Q. Craignez-vous de retourner dans votre pays?

R. Non.

 

Q. Seriez-vous exposée à un danger quelconque si vous retourniez au Nigéria?

R. Non.

 

Q. Si vous retourniez au Nigéria ce soir ou demain, est-ce que quelque chose vous arriverait?

R. Non.

 

Q. Vous a-t-on déjà refusé l'entrée dans un autre pays ou vous a-t-on déjà demandé de quitter un autre pays?

R. Non.

 

Q. Avez-vous déjà été déclarée coupable d’un crime ou d'une infraction dans un pays?

R. Non.

 

Q. Craignez-vous d'être persécutée dans un pays?

R. Non, non, non.

 

[…]

 

Q. Pourquoi venez-vous au Canada?

R. Pour travailler, pour aider ma maman.

 

[…]

 

Q. Pourquoi êtes-vous ici au Canada, vous n'avez pas demandé de visa de travail, vous n'êtes donc pas autorisée à travailler?

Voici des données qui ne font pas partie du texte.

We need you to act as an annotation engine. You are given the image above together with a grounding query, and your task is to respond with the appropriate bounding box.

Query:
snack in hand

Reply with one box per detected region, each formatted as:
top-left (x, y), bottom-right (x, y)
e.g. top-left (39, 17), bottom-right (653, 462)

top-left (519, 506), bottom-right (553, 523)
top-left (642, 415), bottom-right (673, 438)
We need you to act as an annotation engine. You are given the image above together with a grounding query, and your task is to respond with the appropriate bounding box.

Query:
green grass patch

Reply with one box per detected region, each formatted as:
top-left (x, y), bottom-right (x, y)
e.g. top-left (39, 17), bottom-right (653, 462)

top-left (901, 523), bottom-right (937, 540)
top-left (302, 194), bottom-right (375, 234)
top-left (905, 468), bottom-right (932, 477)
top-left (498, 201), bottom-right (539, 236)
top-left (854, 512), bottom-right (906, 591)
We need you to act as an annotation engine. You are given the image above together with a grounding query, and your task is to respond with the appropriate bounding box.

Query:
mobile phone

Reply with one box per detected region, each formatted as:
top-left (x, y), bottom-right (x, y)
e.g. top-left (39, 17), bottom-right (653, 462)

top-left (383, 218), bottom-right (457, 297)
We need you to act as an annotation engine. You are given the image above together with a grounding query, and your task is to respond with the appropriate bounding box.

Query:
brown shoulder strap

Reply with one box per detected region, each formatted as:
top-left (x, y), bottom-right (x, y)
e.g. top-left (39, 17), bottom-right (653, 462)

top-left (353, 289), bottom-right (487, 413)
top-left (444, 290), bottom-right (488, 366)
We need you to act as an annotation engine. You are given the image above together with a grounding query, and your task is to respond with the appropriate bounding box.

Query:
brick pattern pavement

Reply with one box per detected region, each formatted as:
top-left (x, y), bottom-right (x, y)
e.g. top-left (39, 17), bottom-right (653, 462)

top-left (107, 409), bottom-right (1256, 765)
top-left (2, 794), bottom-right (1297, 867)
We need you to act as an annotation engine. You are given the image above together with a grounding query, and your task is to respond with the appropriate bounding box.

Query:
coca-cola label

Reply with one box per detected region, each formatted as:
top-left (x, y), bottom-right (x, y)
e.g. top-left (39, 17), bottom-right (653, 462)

R. Je vous ai dit que je souhaitais aider ma famille.

 

Q. La seule raison pour laquelle vous êtes ici est pour travailler?

R. Oui.

 

Q. Avez-vous de l'instruction?

R. Ouais, j'ai terminé mon cours élémentaire et j'étais dans la classe 2 et mon père est mort et j’ai alors arrêté.

 

Q. Êtes-vous à l'aise de parler anglais?

R. Oui.

 

Q. Est-ce la langue principale que vous utilisez?

R. Oui.

 

Q. Pouvez-vous lire et écrire?

R. Pas beaucoup.

 

Q. Je désire que vous écriviez dans vos propres mots la raison pour laquelle vous êtes au Canada.

R. Je ne peux pas écrire. Je vous ai dit que j'ai terminé mon cours élémentaire. Je ne peux pas écrire avec des fautes d’orthographe.

 

Q. Écrivez dans vos propres mots la raison pour laquelle vous êtes au Canada. Peu importe si l'orthographe n'est pas parfaite.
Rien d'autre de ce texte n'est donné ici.